It's common to see unnecessary EGR valve replacement in an attempt to solve this code.  Do not assume that P0401 is simply an EGR valve fault.  Sometimes, EGR flow is obstructed by carbon which forms in the intake manifold, and this reduced flow through the EGR passage is what sets code P0401.

 

G.M. - Code P0401

The photos below shows what an EGR carbon problem might look like on a Chevrolet with a 3.4 liter engine.  This view is looking into the throttle body of a Chevrolet Malibu.  An EGR passage just beyond the throttle plate is completely plugged and the carbon is easily seen by looking into the throttle body opening.  Depending on the engine type and severity of the problem, carbon may not always be this easy to spot. 

OBD2 code p0401 excessive carbon in egr passage

Removal of the throttle body from the upper plenum allows for better access to reach the carbon stricken EGR passage.  A closer look reveals a major build-up of carbon.  
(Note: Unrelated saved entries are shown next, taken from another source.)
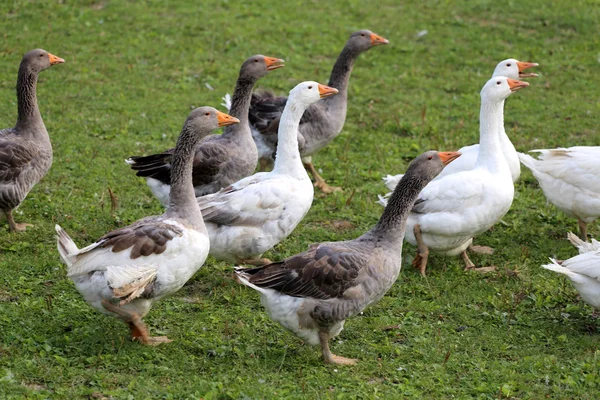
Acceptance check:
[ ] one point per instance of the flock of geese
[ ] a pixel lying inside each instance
(216, 204)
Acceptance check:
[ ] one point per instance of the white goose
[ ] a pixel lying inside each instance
(570, 179)
(583, 270)
(254, 214)
(452, 210)
(509, 68)
(128, 269)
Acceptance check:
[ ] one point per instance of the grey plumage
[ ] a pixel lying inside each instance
(219, 160)
(323, 121)
(25, 150)
(337, 280)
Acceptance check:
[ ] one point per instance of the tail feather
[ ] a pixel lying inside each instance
(528, 161)
(243, 276)
(391, 181)
(556, 267)
(583, 246)
(226, 101)
(66, 247)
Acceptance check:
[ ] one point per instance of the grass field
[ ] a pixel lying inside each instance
(134, 70)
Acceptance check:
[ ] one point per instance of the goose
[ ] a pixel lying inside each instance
(314, 292)
(25, 150)
(570, 179)
(510, 68)
(249, 217)
(583, 270)
(452, 210)
(219, 160)
(128, 269)
(323, 121)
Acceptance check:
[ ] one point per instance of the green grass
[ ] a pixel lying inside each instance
(134, 70)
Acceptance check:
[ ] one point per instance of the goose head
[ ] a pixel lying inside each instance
(204, 120)
(512, 68)
(429, 164)
(500, 87)
(309, 92)
(38, 60)
(364, 39)
(258, 66)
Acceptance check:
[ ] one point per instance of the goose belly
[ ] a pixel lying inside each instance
(160, 190)
(293, 313)
(572, 200)
(235, 243)
(451, 233)
(94, 288)
(239, 242)
(183, 256)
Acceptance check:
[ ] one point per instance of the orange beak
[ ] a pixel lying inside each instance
(376, 40)
(448, 156)
(274, 63)
(54, 59)
(523, 66)
(226, 119)
(515, 84)
(325, 91)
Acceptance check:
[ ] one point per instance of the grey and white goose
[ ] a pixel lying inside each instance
(219, 160)
(126, 270)
(314, 292)
(25, 150)
(323, 121)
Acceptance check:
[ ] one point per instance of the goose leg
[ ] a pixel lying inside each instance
(138, 329)
(481, 249)
(263, 164)
(469, 266)
(582, 230)
(468, 263)
(328, 356)
(420, 260)
(259, 262)
(13, 226)
(319, 181)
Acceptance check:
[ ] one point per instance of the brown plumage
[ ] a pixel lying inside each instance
(314, 292)
(25, 150)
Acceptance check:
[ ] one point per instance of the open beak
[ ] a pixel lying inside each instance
(523, 66)
(448, 156)
(376, 40)
(226, 119)
(515, 84)
(55, 60)
(274, 63)
(325, 91)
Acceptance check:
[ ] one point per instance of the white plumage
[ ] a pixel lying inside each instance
(252, 215)
(583, 270)
(570, 179)
(453, 209)
(509, 68)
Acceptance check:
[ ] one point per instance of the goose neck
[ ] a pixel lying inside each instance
(491, 119)
(287, 157)
(392, 223)
(29, 116)
(182, 199)
(240, 105)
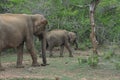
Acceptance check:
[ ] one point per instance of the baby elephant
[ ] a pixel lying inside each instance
(60, 38)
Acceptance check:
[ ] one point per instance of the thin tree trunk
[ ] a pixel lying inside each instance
(92, 34)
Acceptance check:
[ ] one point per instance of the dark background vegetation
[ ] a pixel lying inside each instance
(73, 15)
OBD2 code p0401 closer look at carbon in egr passage

Removing the upper plenum from the engine on this model allows for easier cleaning and minimizes the chance of carbon pieces falling into the engine.
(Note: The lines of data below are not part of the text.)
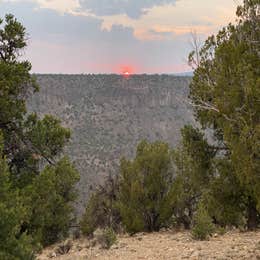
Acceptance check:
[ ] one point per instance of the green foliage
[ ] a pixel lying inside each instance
(194, 170)
(144, 198)
(107, 238)
(35, 205)
(225, 91)
(13, 244)
(203, 226)
(50, 197)
(101, 210)
(225, 198)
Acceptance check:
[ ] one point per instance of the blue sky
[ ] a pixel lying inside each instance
(107, 36)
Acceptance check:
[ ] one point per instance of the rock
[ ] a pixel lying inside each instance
(195, 255)
(79, 248)
(52, 255)
(114, 247)
(64, 248)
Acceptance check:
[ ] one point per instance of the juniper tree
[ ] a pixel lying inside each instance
(225, 91)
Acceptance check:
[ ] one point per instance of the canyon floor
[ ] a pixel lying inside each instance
(164, 245)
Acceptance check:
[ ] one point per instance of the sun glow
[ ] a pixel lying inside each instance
(126, 71)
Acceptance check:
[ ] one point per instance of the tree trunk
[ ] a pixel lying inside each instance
(252, 215)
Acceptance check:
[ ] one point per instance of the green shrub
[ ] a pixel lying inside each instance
(107, 238)
(101, 210)
(203, 226)
(145, 188)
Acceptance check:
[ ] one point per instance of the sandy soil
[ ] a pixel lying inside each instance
(165, 245)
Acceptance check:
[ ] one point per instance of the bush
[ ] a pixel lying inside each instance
(203, 226)
(107, 238)
(101, 211)
(145, 188)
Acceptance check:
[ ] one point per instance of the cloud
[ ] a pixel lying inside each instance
(132, 8)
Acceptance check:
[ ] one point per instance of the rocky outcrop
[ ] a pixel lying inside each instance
(110, 114)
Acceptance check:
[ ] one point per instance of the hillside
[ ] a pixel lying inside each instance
(110, 114)
(165, 245)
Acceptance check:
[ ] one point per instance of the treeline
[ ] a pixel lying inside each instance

The photo below shows the EGR passage after removal of carbon.  The area of the EGR tube where cooler fresh air passes is usually where the greatest amount of carbon will form.

EGR passage after removal of carbon

 

Ford - Code P0401

Certain Ford 4.6 and 5.4 liter engines are prone to carbon build-up, but the carbon may not be visible in the same manner as with the G.M. 3.1 or 3.4 liter engine pictured above.  Many Ford models also use what's called a DPFE to measure EGR flow.  DPFE is an acronym for "Delta Pressure Feedback EGR."   Many times a defective DPFE sensor will cause an insufficient EGR flow code.  DPFE sensors on many Ford models are know to have a high failure rate.  DPFE sensors can be tested with a vacuum source and a voltmeter or scan tool.  Be sure to inspect DPFE hoses for leaks and make sure that each hose is on the correct port and be sure all EGR related vacuum hoses are connected properly and leak free.  

 

Chrysler - Code P0401

Chrysler EGR codes are often caused by a defective EGR transducer.   Heat damaged diapragms, melted connectors at the solenoid, or water related corrosion are all common problems.   Luckily, Chrysler sells most of it's EGR valves as a complete assembly with all related parts; valve, transducer, and hoses.  This makes repairing EGR problems on Chrysler products almost enjoyable.  Some engines such as the 2.0 liter found in vehicles like the Dodge Neon are prone to carbon blockage in the EGR tube at the intake manifold.  

 

Honda P0401 Codes

Honda may have a recall on some models with carbon blockage.  If you own a Honda or Acura with a code P0401, call your local dealer with your VIN number to see if your car (V-6 models) needs the updated intake manifold replaced to resolve this problem.

The YouTube video below shows how one Honda owner solves his P0401 problem on his four cylinder equipped 98 Honda Prelude.

 

 Toyota - Code P0401

Not to say that the EGR valve, modulator, or associated ports and hoses should be overlooked, but, the three words "Vacuum Switching Valve" will describe the fix most often associated with EGR flow codes on a Toyota. 

 

 

   

Do not allow deposits to fall into combustion chamber when cleaning carbon accumulation from EGR passages.